Ptilotus chrysocomus

Scientific classification
- Kingdom: Plantae
- Clade: Tracheophytes
- Clade: Angiosperms
- Clade: Eudicots
- Order: Caryophyllales
- Family: Amaranthaceae
- Genus: Ptilotus
- Species: P. chrysocomus
- Binomial name: Ptilotus chrysocomus R.W.Davis

= Ptilotus chrysocomus =

- Authority: R.W.Davis

Species of grass-like plant

Ptilotus chrysocomus is a species of flowering plant in the family Amaranthaceae and is endemic to inland Western Australia. It is a compact, perennial shrub with erect, glabrous stems, narrowly lance-shaped stem leaves with the narrower end towards the base, yellow to straw-coloured, oval to spherical spikes of flowers with five stamens.

== Description ==
Ptilotus chrysocomus is an erect, compact shrub that typically grows up to 50 cm high, and has erect, hairy stems. The leaves are sessile, glabrous, narrowly lance-shaped with the narrower end towards the base, 4–10 mm long and 0.8–1.2 mm wide. The flowers are yellow to straw-coloured, borne in oval to spherical heads 5–11 mm long, 7–10 mm wide, usually in a close panicle. There are egg-shaped, straw-coloured bracts 1.2–1.5 mm long, and broadly egg-shaped to more or less round bracteoles. The outer tepals are 3.4–4.0 mm long and hairy on the outside, the inner tepals 3.6–4.2 mm long and hairy outside with finer hairs than those of the outer tepals. There are five stamens, the style is S-shaped, is 1.4–1.7 mm long and the ovary is glabrous, round to oval, 1.0–1.2 mm long. Flowering occurs from August to September.

==Taxonomy==
Ptilotus chrysocomus was first formally described in 2004 by Robert Davis in the journal Nuytsia from specimens collected 4 km east-north-east of the abandoned Blue Hill Station in the Little Sandy Desert in 1999. The specific epithet (chrysocomus) means 'golden hairs', referring to the hairs on the tepals.
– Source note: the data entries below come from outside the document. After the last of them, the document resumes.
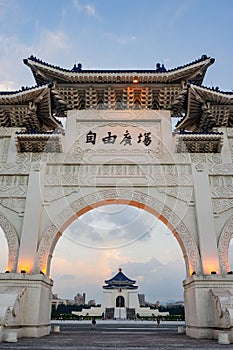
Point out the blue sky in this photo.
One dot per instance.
(116, 34)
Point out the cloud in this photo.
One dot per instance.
(112, 226)
(89, 9)
(122, 40)
(125, 40)
(51, 43)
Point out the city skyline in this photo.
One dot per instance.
(115, 35)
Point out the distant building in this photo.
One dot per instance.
(91, 302)
(120, 301)
(142, 300)
(79, 299)
(56, 301)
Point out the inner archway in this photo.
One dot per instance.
(4, 252)
(129, 198)
(120, 301)
(93, 247)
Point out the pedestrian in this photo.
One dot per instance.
(93, 323)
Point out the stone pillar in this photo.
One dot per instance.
(71, 131)
(205, 220)
(29, 309)
(32, 218)
(205, 317)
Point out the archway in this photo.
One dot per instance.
(223, 245)
(108, 237)
(137, 199)
(120, 301)
(4, 252)
(12, 243)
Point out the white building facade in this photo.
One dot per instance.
(118, 147)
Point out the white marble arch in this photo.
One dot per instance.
(12, 242)
(111, 196)
(223, 245)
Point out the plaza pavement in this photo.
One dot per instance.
(109, 335)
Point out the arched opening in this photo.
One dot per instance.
(4, 252)
(95, 245)
(120, 301)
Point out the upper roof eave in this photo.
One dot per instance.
(23, 95)
(43, 72)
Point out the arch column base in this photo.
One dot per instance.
(208, 303)
(25, 304)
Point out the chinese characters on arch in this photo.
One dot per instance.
(125, 139)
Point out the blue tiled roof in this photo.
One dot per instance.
(120, 280)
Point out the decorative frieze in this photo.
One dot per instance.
(17, 205)
(222, 205)
(221, 186)
(89, 175)
(184, 194)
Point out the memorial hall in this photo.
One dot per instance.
(157, 139)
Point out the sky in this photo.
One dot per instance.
(112, 34)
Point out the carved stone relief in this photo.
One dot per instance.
(222, 205)
(17, 205)
(221, 186)
(223, 245)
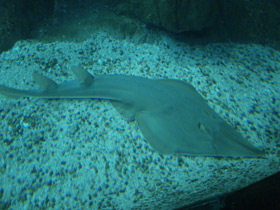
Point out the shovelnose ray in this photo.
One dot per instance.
(172, 116)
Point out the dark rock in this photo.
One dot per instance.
(175, 16)
(19, 17)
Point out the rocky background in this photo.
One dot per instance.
(219, 20)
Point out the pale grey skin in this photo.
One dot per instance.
(172, 116)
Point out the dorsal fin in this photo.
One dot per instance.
(44, 83)
(84, 77)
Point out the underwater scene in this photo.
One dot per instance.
(138, 105)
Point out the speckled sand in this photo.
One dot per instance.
(81, 154)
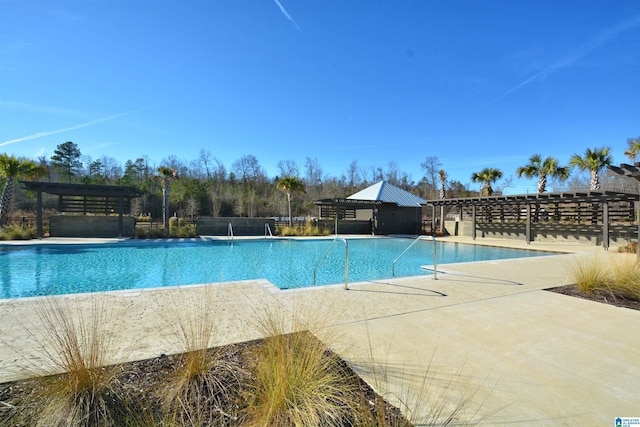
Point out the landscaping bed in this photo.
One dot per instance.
(153, 392)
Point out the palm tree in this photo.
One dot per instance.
(543, 169)
(12, 168)
(634, 148)
(487, 176)
(594, 161)
(166, 177)
(289, 185)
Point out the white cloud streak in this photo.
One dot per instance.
(286, 14)
(580, 52)
(54, 132)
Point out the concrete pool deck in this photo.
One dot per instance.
(484, 333)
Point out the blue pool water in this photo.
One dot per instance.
(33, 270)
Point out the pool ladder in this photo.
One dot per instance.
(346, 261)
(435, 260)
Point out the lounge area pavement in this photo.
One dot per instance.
(485, 337)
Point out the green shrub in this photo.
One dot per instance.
(17, 232)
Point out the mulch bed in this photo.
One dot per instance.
(598, 296)
(142, 382)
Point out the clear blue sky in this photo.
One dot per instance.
(475, 83)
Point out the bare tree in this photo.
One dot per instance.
(431, 166)
(288, 168)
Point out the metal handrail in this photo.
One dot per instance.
(346, 261)
(435, 261)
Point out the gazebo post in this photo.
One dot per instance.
(528, 225)
(473, 222)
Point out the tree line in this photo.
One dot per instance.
(205, 187)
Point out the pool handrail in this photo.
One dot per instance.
(346, 263)
(435, 261)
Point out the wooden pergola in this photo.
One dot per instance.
(342, 208)
(83, 198)
(568, 207)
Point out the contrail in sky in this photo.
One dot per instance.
(54, 132)
(583, 50)
(284, 12)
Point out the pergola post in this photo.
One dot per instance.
(638, 235)
(528, 225)
(120, 212)
(39, 227)
(605, 225)
(433, 219)
(473, 222)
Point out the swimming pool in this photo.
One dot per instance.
(33, 270)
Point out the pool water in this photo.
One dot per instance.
(33, 270)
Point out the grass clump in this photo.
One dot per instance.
(202, 388)
(619, 278)
(77, 388)
(294, 379)
(630, 248)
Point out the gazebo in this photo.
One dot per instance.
(103, 200)
(385, 208)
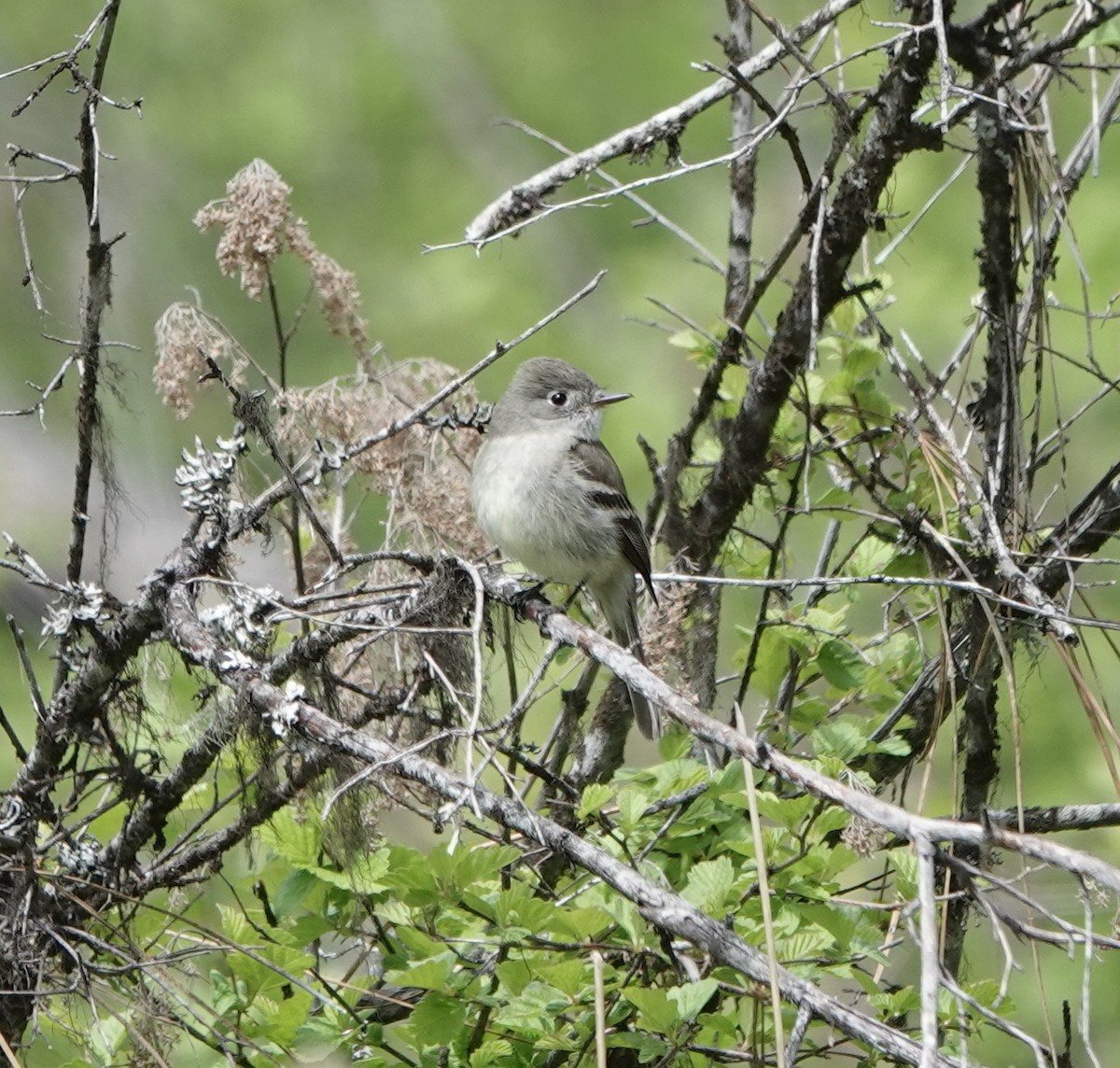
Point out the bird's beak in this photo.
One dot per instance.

==Distribution and habitat==
This species of Ptilotus grows in brown, sandy clays on the bases of breakaways and on rocky scree slopes in the Gascoyne, Little Sandy Desert and Murchison bioregions of inland Western Australia.

==Conservation status==
Ptilotus chrysocomus is listed as "Priority One" by the Government of Western Australia Department of Biodiversity, Conservation and Attractions, meaning that it is known from only one or a few locations where it is potentially at risk.